Velocity Reviews > C++ > Weirdness: (-0.666667 + 0.333333)

# Weirdness: (-0.666667 + 0.333333)

Gert Van den Eynde
Guest
Posts: n/a

 05-06-2004
Corne' Cornelius wrote:

> i should've made it more clear what i actually want to do.
>
> I'm not really trying to compare 2 double which could be in accurate
> becuase of rounding errors.
>
> I'm writing a program that draws graphs on a cartesian plane, so in
> order to go on the x-axis from say -2, to +2, in 20 intervals, i need
> one of these point to be zero or very close to it.
>
> how could i make sure i don't get rounding problems ?
>

You can't. The only thing you can do is to compare your value of x to zero
(using fcmp) and if it's close enough force it to be zero. Btw, Is the
difference between 1e-16 and 0.0 so significant that it will show up on a
graph in the range [-1,1] ?

bye,
gert

Corne' Cornelius
Guest
Posts: n/a

 05-06-2004
heh, i also thaught of not worrying about it being 1e-16, but then
there's a pixel missing where x is 0.

Looks like i will have to make 2 loops and 1 statement.

for when:
x - epsilon() < 0
x = 0
x + epsilon() > 0

Gert Van den Eynde wrote:
> Corne' Cornelius wrote:
>
>
>>i should've made it more clear what i actually want to do.
>>
>>I'm not really trying to compare 2 double which could be in accurate
>>becuase of rounding errors.
>>
>>I'm writing a program that draws graphs on a cartesian plane, so in
>>order to go on the x-axis from say -2, to +2, in 20 intervals, i need
>>one of these point to be zero or very close to it.
>>
>>how could i make sure i don't get rounding problems ?
>>

>
> You can't. The only thing you can do is to compare your value of x to zero
> (using fcmp) and if it's close enough force it to be zero.
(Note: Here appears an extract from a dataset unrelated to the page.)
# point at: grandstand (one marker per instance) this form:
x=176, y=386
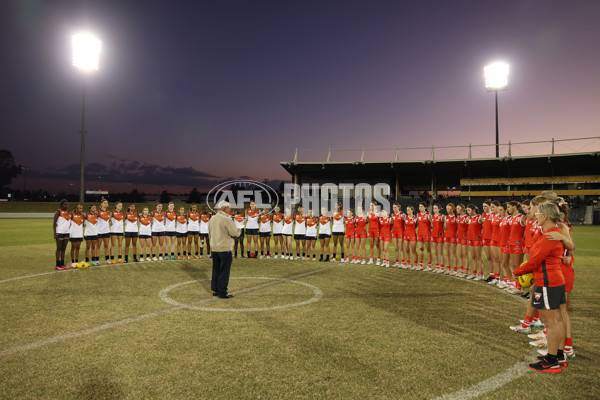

Btw, Is the
> difference between 1e-16 and 0.0 so significant that it will show up on a
> graph in the range [-1,1] ?
>
> bye,
> gert

Karl Heinz Buchegger
Guest
Posts: n/a

 05-06-2004
Corne' Cornelius wrote:
>
> heh, i also thaught of not worrying about it being 1e-16, but then
> there's a pixel missing where x is 0.

Then your transformation from world coordinates to
pixel coordinates is in error, if such a small deviation
from 0 makes that effect.

--
Karl Heinz Buchegger
http://www.velocityreviews.com/forums/(E-Mail Removed)

Karl Heinz Buchegger
Guest
Posts: n/a

 05-06-2004
Karl Heinz Buchegger wrote:
>
> Corne' Cornelius wrote:
> >
> > heh, i also thaught of not worrying about it being 1e-16, but then
> > there's a pixel missing where x is 0.

>
> Then your transformation from world coordinates to
> pixel coordinates is in error, if such a small deviation
> from 0 makes that effect.

The usual error is to truncate instead of round when chopping
of the fractional part in pixel space.

--
Karl Heinz Buchegger
(E-Mail Removed)

Chris Dams
Guest
Posts: n/a

 05-06-2004
Hi!

Corne' Cornelius <(E-Mail Removed)> writes:

>heh, i also thaught of not worrying about it being 1e-16, but then
>there's a pixel missing where x is 0.

If you want to draw a point for every pixels you should loop over pixels
and not over doubles. On the other hand, making small steps and drawing
a straight line between these, is likely to be good enough. Furthermore,
if you draw points for every pixel in the x-direction you should also
worry about what happens if the slope of your graph is bigger than 1.

Bye,
Chris Dams

Richard Herring
Guest
Posts: n/a

 05-07-2004
In message <(E-Mail Removed)>, Corne' Cornelius
<(E-Mail Removed)> writes
>i should've made it more clear what i actually want to do.
>
>I'm not really trying to compare 2 double which could be in accurate
>becuase of rounding errors.
>
>I'm writing a program that draws graphs on a cartesian plane, so in
>order to go on the x-axis from say -2, to +2, in 20 intervals, i need
>one of these point to be zero or very close to it.
>
>how could i make sure i don't get rounding problems ?
>

You can often improve matters by using an integer loop counter:

instead of: for (double x=xstart; x<xend; x+=step) {...}

use something like: for (int i=istart; i<iend; ++i) { double x=i*xstep;
....}

It doesn't get rid of the rounding errors, but it does ensure that they
don't accumulate as you progress through the loop.